A food lab on your phone

High-quality food is in demand – but the actual quality cannot always be detected by the naked eye. Researchers at Fraunhofer IPMS have developed a solution to turn smartphones into food laboratories: spectral analysis is used to analyze the real nutritional value of food while shopping.

© Fraunhofer IPMS
Should I buy this or not? This is a decision that could soon be made easier by a food scanner on your smartphone.
© Fraunhofer IPMS

It’s what’s inside that counts – a statement that most people would concur with when it comes to nutrition. An appetizing appearance does not tell us much about the quality of a foodstuff, such as the ripeness of fruit or the actual fat and protein content of a piece of meat. In order to obtain deeper information of this nature, complex laboratory analyses have been necessary up until now. The idea of carrying out the same complex analysis on a phone seems radical at first. That, however, is the very aim of a research team at the Fraunhofer Institute for Photonic Microsystems IPMS in Dresden. As part of Fraunhofer’s Food Chain Management alliance, the institute, in conjunction with other Fraunhofer institutes, is developing a cellphone-based food scanner.   
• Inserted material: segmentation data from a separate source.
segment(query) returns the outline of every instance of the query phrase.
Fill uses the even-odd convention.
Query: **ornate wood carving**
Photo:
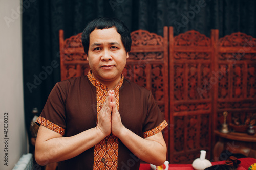
[[[200,150],[211,150],[214,48],[212,40],[197,31],[174,37],[173,29],[169,31],[170,123],[174,128],[170,129],[169,161],[191,163]]]
[[[61,80],[86,75],[90,70],[81,34],[64,40],[63,30],[60,30]],[[167,27],[164,29],[163,37],[145,30],[132,32],[131,50],[123,74],[151,91],[165,119],[169,122],[167,34]],[[163,132],[163,135],[168,147],[169,133]]]
[[[170,27],[169,41],[167,27],[163,37],[131,33],[123,74],[151,91],[169,122],[163,131],[169,161],[191,163],[202,149],[210,159],[212,131],[223,123],[223,111],[232,124],[256,113],[256,39],[240,32],[219,39],[217,30],[210,38],[194,30],[174,37],[173,30]],[[60,31],[61,80],[90,69],[81,35],[64,40]]]

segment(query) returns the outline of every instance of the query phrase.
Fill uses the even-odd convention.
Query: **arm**
[[[166,159],[166,145],[161,132],[143,139],[124,127],[118,137],[128,149],[141,160],[156,166]]]
[[[71,137],[40,126],[35,149],[35,158],[41,165],[74,157],[93,147],[105,137],[95,127]],[[79,146],[78,147],[78,146]]]
[[[35,149],[35,157],[40,165],[59,162],[73,158],[94,146],[111,132],[113,103],[108,94],[99,114],[96,127],[76,135],[62,137],[43,126],[39,128]]]
[[[114,92],[113,92],[114,93]],[[161,132],[145,139],[122,123],[114,99],[112,114],[112,132],[136,156],[148,163],[160,165],[166,160],[166,145]]]

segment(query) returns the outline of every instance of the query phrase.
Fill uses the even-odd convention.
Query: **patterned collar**
[[[91,83],[94,87],[97,88],[97,87],[100,86],[101,88],[103,87],[103,88],[105,89],[109,88],[106,86],[102,84],[99,81],[95,79],[95,78],[93,77],[93,76],[92,75],[91,72],[91,70],[90,70],[89,71],[88,71],[88,74],[87,74],[87,77],[89,79]],[[116,89],[119,89],[121,87],[121,86],[122,86],[123,83],[123,75],[122,74],[121,75],[121,79],[120,80],[118,84],[116,86],[116,87],[115,87],[114,90],[115,90]]]

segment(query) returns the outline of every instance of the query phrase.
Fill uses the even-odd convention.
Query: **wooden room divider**
[[[165,27],[163,31],[163,37],[142,30],[131,33],[132,46],[123,74],[127,79],[151,90],[168,122],[168,27]],[[79,33],[64,40],[63,31],[59,31],[61,80],[86,75],[90,69],[81,38]],[[163,131],[167,145],[169,129]]]
[[[218,30],[210,38],[194,30],[174,36],[172,27],[163,29],[163,37],[131,33],[123,74],[152,91],[169,123],[163,134],[170,163],[191,163],[201,150],[213,160],[223,112],[230,124],[256,113],[256,39],[239,32],[219,39]],[[81,36],[64,40],[59,31],[61,80],[89,70]]]
[[[170,161],[191,163],[201,150],[206,151],[209,159],[213,94],[208,82],[214,70],[212,40],[194,30],[174,37],[173,27],[169,36]]]

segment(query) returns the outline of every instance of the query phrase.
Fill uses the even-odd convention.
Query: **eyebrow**
[[[93,44],[92,44],[91,47],[94,47],[95,46],[100,46],[102,44],[100,43],[97,43],[97,42],[94,42]],[[120,45],[119,43],[118,43],[117,42],[109,42],[108,43],[108,45]]]

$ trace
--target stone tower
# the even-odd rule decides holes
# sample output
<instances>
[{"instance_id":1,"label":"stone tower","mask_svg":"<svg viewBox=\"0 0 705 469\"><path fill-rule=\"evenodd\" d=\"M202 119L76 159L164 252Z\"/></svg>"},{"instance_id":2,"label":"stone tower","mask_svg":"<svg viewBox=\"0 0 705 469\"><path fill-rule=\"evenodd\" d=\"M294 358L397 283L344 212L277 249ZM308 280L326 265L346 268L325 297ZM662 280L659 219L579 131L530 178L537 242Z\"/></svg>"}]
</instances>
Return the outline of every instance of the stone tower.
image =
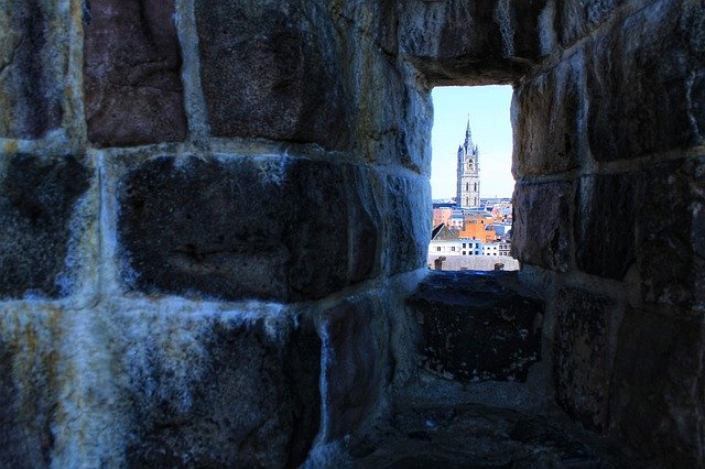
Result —
<instances>
[{"instance_id":1,"label":"stone tower","mask_svg":"<svg viewBox=\"0 0 705 469\"><path fill-rule=\"evenodd\" d=\"M477 145L473 145L470 120L465 130L465 142L458 146L458 188L456 204L460 208L480 206L480 164Z\"/></svg>"}]
</instances>

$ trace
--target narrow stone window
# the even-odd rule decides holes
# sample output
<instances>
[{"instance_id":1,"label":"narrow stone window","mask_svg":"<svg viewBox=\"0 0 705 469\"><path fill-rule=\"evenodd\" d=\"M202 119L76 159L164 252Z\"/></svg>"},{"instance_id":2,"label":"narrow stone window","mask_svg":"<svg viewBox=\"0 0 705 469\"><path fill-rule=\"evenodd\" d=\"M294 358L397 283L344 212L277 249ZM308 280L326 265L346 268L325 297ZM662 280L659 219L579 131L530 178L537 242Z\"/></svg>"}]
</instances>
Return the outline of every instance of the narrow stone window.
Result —
<instances>
[{"instance_id":1,"label":"narrow stone window","mask_svg":"<svg viewBox=\"0 0 705 469\"><path fill-rule=\"evenodd\" d=\"M506 270L519 269L519 261L499 250L500 242L511 242L511 94L510 86L432 91L434 222L427 265L491 271L501 255ZM455 249L470 240L473 250ZM443 263L435 262L440 247L447 254Z\"/></svg>"}]
</instances>

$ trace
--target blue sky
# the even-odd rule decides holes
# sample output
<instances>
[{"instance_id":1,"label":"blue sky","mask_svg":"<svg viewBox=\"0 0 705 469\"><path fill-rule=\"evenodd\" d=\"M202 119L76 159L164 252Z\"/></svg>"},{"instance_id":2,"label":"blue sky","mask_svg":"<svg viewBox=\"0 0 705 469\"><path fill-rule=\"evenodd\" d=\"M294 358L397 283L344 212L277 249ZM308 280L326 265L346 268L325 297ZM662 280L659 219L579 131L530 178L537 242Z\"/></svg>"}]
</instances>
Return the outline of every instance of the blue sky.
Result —
<instances>
[{"instance_id":1,"label":"blue sky","mask_svg":"<svg viewBox=\"0 0 705 469\"><path fill-rule=\"evenodd\" d=\"M433 198L455 196L458 145L465 139L468 113L473 142L480 150L480 197L511 197L511 86L448 86L432 91L431 134Z\"/></svg>"}]
</instances>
A microscanner tells us about a foodstuff’s inner qualities

The Dresden-based researchers have developed a microspectrometer that should be capable of being integrated into common smartphones. The basis of the application is a near-infrared spectrometer that is used to determine the percentage of water, sugar, starch, fat, and proteins in the products. To this end, the device illuminates the sample with broadband light. Depending on the composition of the probe, it reflects light of different wavelengths with varying strength in the near-infrared range. Smart algorithms that can immediately analyze the spectra recorded and compare them with templates allow for a determination as to how much of each substance is in a foodstuff. At the core of the development is a microscanner with a diffraction grating, which was developed at Fraunhofer IPMS. The mechanical movement of the mirror means that a simple and cost-effective detector can be used. This offers significant cost advantages within the wavelength range needed for the measurements (e.g. NIR above 1100 nm).
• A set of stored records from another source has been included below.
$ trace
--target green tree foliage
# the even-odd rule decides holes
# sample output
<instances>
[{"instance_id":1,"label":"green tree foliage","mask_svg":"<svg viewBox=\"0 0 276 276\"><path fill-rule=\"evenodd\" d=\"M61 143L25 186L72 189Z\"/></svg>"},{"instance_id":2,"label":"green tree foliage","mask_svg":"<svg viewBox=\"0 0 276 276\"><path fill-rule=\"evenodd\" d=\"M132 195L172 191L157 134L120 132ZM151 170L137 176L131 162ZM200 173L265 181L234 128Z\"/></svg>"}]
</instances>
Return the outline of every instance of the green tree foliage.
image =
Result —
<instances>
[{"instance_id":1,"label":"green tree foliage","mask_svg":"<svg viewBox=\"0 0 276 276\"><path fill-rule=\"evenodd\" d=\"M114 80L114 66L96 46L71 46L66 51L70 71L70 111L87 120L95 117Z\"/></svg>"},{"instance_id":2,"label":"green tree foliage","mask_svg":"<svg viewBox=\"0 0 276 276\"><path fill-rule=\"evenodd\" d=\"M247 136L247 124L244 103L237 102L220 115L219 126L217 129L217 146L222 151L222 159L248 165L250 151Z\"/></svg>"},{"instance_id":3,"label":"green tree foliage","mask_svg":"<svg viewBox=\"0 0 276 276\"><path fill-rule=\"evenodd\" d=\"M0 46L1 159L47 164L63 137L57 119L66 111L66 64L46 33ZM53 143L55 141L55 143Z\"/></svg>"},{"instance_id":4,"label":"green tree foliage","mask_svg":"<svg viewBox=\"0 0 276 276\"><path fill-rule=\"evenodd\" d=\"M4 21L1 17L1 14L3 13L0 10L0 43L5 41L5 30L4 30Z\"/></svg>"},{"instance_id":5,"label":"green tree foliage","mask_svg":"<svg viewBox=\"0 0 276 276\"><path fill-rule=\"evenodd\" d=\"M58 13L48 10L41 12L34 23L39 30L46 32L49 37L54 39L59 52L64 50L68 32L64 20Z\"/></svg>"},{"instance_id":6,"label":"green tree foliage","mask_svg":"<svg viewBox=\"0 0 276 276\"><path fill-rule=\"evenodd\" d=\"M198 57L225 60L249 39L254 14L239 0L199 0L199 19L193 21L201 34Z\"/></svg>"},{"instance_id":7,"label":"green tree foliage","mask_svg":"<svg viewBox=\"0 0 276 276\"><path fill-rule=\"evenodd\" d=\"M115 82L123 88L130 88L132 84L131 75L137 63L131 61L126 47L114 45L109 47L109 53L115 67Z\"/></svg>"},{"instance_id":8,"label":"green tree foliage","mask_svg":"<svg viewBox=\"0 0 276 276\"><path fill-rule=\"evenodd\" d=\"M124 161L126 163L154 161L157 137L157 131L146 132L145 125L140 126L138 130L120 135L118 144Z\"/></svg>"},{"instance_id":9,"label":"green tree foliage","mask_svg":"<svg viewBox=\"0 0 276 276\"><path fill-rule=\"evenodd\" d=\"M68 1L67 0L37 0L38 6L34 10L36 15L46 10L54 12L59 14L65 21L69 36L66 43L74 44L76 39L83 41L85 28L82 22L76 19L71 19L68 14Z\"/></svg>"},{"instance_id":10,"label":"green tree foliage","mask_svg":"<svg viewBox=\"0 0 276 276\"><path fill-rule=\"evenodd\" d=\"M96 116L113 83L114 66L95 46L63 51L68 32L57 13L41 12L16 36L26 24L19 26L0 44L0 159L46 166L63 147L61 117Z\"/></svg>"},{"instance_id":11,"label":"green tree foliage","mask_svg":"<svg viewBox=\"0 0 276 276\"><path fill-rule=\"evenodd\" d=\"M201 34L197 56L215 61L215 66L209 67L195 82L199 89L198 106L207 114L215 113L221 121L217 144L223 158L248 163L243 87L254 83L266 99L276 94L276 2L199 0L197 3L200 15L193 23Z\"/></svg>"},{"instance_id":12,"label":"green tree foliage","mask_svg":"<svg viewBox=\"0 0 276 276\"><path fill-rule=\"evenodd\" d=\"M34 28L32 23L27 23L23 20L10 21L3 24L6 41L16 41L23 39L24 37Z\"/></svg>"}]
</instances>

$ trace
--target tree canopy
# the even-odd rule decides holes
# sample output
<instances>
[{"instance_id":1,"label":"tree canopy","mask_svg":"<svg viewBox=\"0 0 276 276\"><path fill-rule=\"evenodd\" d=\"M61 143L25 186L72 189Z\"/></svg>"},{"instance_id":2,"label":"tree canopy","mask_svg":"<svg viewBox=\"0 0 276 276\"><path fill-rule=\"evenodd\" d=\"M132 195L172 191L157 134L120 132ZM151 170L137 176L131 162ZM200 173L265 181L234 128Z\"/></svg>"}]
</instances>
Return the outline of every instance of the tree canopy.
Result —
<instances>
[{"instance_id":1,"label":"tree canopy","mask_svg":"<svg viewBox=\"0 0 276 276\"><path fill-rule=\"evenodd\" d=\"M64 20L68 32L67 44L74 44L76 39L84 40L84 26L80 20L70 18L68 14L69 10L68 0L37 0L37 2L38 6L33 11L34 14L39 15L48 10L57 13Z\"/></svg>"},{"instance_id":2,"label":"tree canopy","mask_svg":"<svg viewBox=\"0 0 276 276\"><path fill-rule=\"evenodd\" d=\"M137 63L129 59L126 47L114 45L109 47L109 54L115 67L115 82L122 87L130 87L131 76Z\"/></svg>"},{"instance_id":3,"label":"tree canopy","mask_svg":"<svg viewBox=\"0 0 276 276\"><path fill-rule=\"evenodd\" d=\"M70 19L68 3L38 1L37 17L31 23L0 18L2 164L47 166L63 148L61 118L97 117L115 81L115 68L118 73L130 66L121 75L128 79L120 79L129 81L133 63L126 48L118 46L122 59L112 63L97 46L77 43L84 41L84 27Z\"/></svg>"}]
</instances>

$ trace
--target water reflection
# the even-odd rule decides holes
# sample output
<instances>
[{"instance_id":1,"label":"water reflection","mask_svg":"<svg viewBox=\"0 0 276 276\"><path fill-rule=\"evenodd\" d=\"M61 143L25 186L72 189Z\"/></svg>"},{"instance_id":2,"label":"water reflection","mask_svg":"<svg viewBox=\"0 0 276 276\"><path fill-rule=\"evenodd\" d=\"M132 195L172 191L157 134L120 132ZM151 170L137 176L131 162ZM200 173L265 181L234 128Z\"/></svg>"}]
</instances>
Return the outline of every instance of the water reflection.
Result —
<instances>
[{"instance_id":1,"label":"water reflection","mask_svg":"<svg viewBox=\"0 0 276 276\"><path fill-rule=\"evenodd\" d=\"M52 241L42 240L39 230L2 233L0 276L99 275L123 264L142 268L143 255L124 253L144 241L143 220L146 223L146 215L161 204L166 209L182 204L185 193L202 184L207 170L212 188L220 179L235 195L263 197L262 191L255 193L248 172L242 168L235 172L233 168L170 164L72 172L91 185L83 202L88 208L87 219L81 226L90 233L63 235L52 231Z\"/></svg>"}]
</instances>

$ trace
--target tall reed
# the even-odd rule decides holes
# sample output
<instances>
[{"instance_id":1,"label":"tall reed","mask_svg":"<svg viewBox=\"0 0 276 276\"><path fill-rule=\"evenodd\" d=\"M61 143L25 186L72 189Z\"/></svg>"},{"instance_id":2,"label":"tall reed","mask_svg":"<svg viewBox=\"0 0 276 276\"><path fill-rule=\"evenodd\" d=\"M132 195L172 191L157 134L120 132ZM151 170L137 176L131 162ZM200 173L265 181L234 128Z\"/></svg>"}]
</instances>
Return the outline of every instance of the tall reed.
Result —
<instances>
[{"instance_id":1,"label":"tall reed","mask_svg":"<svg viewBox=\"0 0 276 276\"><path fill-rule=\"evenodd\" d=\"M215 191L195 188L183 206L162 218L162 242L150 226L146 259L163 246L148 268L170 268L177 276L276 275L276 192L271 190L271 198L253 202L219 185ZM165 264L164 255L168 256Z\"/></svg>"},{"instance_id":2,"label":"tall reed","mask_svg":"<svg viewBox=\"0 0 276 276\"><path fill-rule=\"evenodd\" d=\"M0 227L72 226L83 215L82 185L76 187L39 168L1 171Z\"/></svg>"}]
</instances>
Individual purchase recommendation 

The vision is that smartphones will not only be able to analyze individual food products with regard to their quality, but that they will be able to become individual nutrition and fitness advisors. Smart algorithms link data from the food analysis with the user’s individual parameters (height, weight, etc.) as well as data from movement analysis. The ratio between nutritional intake and expenditure can thus be calculated and a recommendation can be made to the user. With a personal shopper like this at one’s side, there should no longer be anything standing in the way of health and fitness.